Gezi Direnişi, İç Güvenlik Paketi, Seçim süreci, Çözüm süreciyle ve son dönemde yaşanan provokasyonlarla ilgili değerlendirmelerde bulunan Saymaz, Ali İsmail Korkmaz’ın doğum günü olması sebebiyle Ali İsmail ve Gezi Direnişinde hayatını kaybedenleri selamlayarak dava sürecine ilişkin bilgiler verdi. Ali İsmail ve Gezi Direnişi sırasında hayatını kaybedenler için “Gezide hayatını kaybedenler birer demokrasi şehididir. Doğrudan demokrasi deneyimini sokaklara taşımışlardır. Gezide olanlar bir yakalama değil yaralama işlemidir ve polisin uyguladığı şiddet eziyet değil işkencedir.” şeklinde konuştu. Ali İsmail Korkmaz davasındaki delillerin sistematik olarak karartılmaya çalışıldığını ve katillerin korunduğunu vurgulayan Saymaz, dava süreciyle ilgili bilgiler vererek katillerin bir örgüt olduğunu söyledi. “Polisten askerden örgüt mü olur diyenlere, evet olur hem de suç örgütü olur, şiddet uygulayanlar örgütün silahlı kanadıdır bunların bir de politik önderleri var, bu örgütü çökertmek demokratların görevidir.” dedi. Ali İsmail Korkmaz davasının Kayseri’ye taşınması hakkında değerlendirmelerde bulunan Saymaz, davanın Kayseri’ye taşınmasının ardında korkunun yattığını ve bu sürecin politik olduğunu daha öncede birçok davada bu yöntemin kullanıldığını söyledi. Kayseri’nin özel olarak seçildiğini vurgulayan İsmail Saymaz, “Kayseri bir yanıyla Abdullah Gül’ün, diğer bir yanıyla Deniz Gezmiş ve Yusuf Aslan’la birlikte idam edilen Hüseyin İnan’ın memleketidir. Kayseri iktidar tarafından üzerine etiketlenen faşist damgasını yıkmış, Ali İsmail’i sahiplenmiştir” dedi.

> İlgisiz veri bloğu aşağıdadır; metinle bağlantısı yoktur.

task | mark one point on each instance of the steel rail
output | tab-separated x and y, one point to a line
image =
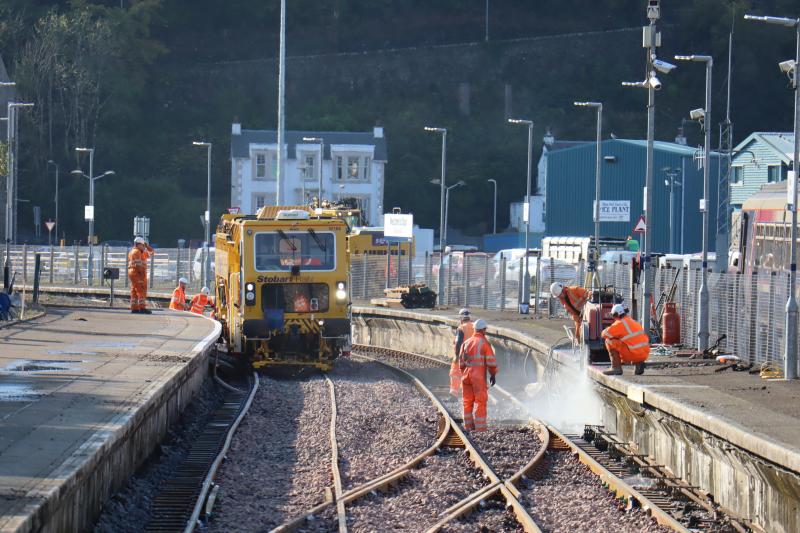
337	478
212	471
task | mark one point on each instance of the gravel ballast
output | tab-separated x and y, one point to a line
129	509
279	461
569	498
383	422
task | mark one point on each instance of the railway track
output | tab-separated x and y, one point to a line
510	489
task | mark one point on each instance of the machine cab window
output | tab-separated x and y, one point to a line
310	250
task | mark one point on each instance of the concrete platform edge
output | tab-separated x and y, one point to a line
723	428
99	467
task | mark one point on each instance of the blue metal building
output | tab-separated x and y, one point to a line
571	191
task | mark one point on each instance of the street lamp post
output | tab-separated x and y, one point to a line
92	178
494	211
705	115
55	225
672	183
790	326
651	41
597	169
321	142
442	230
525	294
12	125
207	217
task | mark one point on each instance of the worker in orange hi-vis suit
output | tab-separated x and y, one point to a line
464	331
573	298
178	301
137	274
626	342
200	301
477	358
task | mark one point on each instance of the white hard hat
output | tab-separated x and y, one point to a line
556	289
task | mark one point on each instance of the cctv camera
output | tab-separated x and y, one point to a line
653	11
787	66
697	114
663	67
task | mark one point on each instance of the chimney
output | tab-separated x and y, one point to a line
548	138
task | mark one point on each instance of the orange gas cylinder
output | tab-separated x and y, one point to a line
671	325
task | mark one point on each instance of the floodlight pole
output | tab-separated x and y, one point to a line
703	318
790	325
442	206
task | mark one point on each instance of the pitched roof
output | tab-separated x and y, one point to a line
240	144
781	143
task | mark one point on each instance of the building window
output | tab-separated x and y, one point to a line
308	167
259	201
352	167
264	166
737	174
773	173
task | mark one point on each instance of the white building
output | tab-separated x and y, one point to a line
354	166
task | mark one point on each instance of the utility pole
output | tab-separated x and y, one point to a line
281	108
792	69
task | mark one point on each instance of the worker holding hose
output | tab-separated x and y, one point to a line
464	332
573	298
137	274
476	360
626	342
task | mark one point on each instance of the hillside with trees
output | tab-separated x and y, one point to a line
141	79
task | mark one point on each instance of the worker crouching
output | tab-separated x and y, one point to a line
137	274
573	298
464	332
200	301
476	360
626	342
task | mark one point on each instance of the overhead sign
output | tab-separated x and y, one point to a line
399	226
614	210
641	225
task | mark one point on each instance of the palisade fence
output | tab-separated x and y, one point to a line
749	309
69	265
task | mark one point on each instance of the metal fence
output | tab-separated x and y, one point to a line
70	265
749	309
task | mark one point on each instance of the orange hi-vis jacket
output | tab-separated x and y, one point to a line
477	357
178	301
629	338
573	298
464	332
199	303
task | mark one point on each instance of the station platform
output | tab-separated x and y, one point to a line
759	416
85	396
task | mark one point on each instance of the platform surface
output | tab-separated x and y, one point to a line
761	416
71	378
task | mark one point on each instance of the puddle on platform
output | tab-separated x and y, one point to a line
37	366
15	392
69	352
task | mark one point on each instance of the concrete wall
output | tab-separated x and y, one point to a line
753	488
118	451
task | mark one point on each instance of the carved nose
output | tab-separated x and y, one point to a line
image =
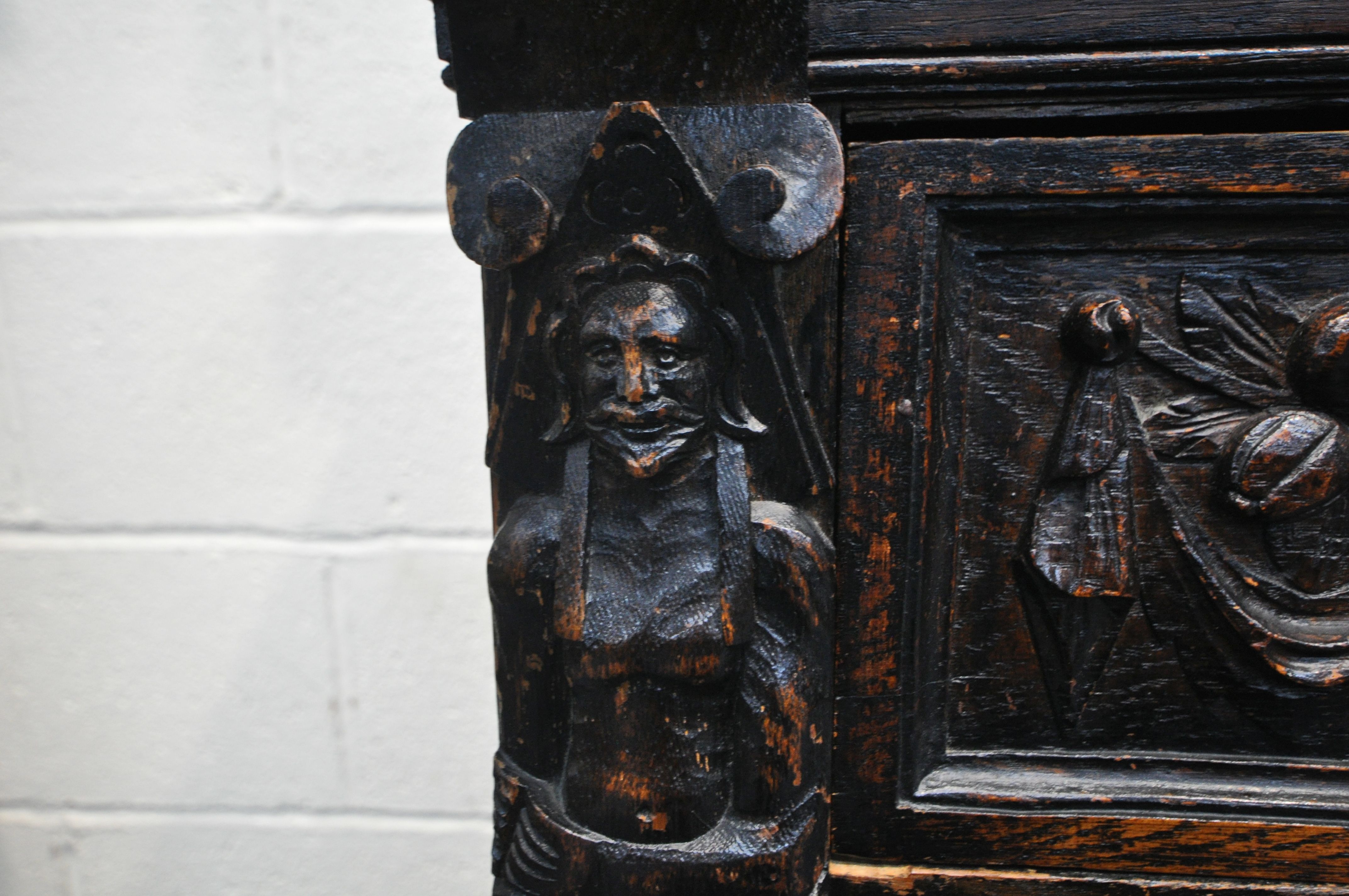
635	377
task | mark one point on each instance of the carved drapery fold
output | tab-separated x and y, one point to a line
659	295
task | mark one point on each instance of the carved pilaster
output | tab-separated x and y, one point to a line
660	322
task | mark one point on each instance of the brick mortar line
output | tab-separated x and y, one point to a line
211	817
320	544
413	221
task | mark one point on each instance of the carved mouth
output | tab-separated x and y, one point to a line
639	430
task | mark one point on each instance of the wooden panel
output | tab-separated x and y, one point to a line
856	879
870	27
1064	640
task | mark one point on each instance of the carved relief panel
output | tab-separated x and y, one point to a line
1093	543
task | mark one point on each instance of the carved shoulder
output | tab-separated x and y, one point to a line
524	552
794	558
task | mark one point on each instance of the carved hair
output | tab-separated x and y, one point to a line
643	260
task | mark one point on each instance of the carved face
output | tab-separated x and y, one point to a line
644	374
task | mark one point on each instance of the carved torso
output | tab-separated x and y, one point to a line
651	680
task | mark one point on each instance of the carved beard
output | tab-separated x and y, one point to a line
648	436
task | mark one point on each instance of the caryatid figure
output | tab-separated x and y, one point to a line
663	641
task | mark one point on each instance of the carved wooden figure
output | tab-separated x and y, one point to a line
660	636
662	590
1074	419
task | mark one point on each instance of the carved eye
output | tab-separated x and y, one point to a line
667	357
603	354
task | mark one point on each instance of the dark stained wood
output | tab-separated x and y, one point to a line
524	56
660	297
877	27
1083	409
856	879
1024	88
1060	351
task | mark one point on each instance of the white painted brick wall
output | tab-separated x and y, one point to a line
245	640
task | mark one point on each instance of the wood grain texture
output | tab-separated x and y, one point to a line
524	56
962	261
857	879
1106	83
876	27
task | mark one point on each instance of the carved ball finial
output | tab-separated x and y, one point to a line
1285	463
1103	328
1318	358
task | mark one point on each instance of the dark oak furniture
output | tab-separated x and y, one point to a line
942	488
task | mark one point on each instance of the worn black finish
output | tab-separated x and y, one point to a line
872	29
1086	422
525	56
660	322
1074	577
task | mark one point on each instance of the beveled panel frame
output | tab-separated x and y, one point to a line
900	792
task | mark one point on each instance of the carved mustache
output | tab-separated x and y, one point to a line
659	412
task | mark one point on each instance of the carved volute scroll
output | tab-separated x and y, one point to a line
659	299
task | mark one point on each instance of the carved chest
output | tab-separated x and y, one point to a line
921	442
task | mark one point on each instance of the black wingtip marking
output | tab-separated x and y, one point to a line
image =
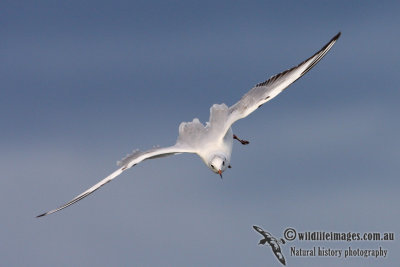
277	76
41	215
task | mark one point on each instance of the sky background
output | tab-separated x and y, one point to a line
83	83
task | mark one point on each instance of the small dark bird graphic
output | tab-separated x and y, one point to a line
273	242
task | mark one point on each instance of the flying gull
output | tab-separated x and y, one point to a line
273	242
213	142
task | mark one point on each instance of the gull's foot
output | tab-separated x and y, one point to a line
243	142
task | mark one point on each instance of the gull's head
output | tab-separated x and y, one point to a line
218	164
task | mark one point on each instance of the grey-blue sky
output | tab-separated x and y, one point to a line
84	83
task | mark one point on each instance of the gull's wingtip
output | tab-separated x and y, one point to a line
41	215
336	36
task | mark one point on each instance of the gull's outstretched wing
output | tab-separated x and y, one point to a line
261	231
126	163
265	91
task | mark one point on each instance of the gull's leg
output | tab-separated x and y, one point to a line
244	142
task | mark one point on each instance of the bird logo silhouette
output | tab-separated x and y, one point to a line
273	242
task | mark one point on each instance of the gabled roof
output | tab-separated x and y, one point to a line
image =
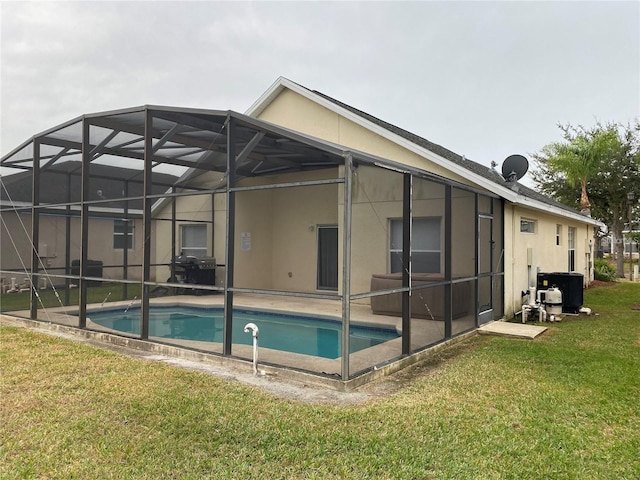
483	176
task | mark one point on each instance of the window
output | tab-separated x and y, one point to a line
425	252
527	226
194	240
123	234
327	257
571	244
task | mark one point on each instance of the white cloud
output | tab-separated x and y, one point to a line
484	79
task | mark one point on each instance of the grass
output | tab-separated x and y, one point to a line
10	302
564	406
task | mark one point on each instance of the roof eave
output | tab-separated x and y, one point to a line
503	191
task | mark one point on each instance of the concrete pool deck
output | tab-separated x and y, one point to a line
278	365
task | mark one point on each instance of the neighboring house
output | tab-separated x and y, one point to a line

İç Güvenlik Yasası, Kobanê olayları ve Ege Üniversitesi’nde ki olaylarda hayatını kaybeden Fırat Yılmaz Çakıroğlu hakkında değerlendirmelerde bulunarak, iç güvenlik yasasının suç işleyen polisleri aklama mevzuatı olduğunu ve uygulamaların hukuk dışı olduğunu, yasaların şiddeti önlemeye yönelik değil ses çıkarmayı, hak aramayı ve sokağa çıkmayı krimalize etmeye yönelik olduğunu söyleyerek, “Ethem’in, Zile’de direnenlerin attığı taş silah sayılacak” dedi. İç Güvenlik Paketinin yasallaşma sürecinin Gezi Direnişi ve Kobanê olayları bahane edilerek olduğunu ifade ederek “Polisin elinde şimdiye kadar hangi yetki yoktu da Kobanê olaylarında ki ölümleri engelleyemedi, Hüda-par taraftarı Yasin Börü ölmeden önce polisi aradığında ‘gelemeyiz’ diyen polisler newrozlarda, eylemlerde, mitinglerde binlerce insana saldırırken, müdahale ederken Yasin Börü’nün ve öldürülen diğer ydg-h’lıların ve hüda-par’lıların öldürülmesine neden engel olmadı?” şeklinde konuştu. Akp’nin en büyük korkusunun hakkını yasal yollarla arayan sendikalar, stklar, öğrenciler ve sokak hareketi olduğunu söyleyerek polisin yasayı değil rejimi koruduğunu vurguladı. Fırat Çakıroğlu’nun ölümü ve artan provokasyonlara yönelik açıklamalarda da bulunarak “Akp iktidarını devam ettirmek için şiddet eylemi arıyor, bulamazsa yaratıyor.” dedi. Bu olayların seçim süreciyle doğrudan ilişkili olmadığını ancak sonuçlarının sürece etkili olacağını ifade etti.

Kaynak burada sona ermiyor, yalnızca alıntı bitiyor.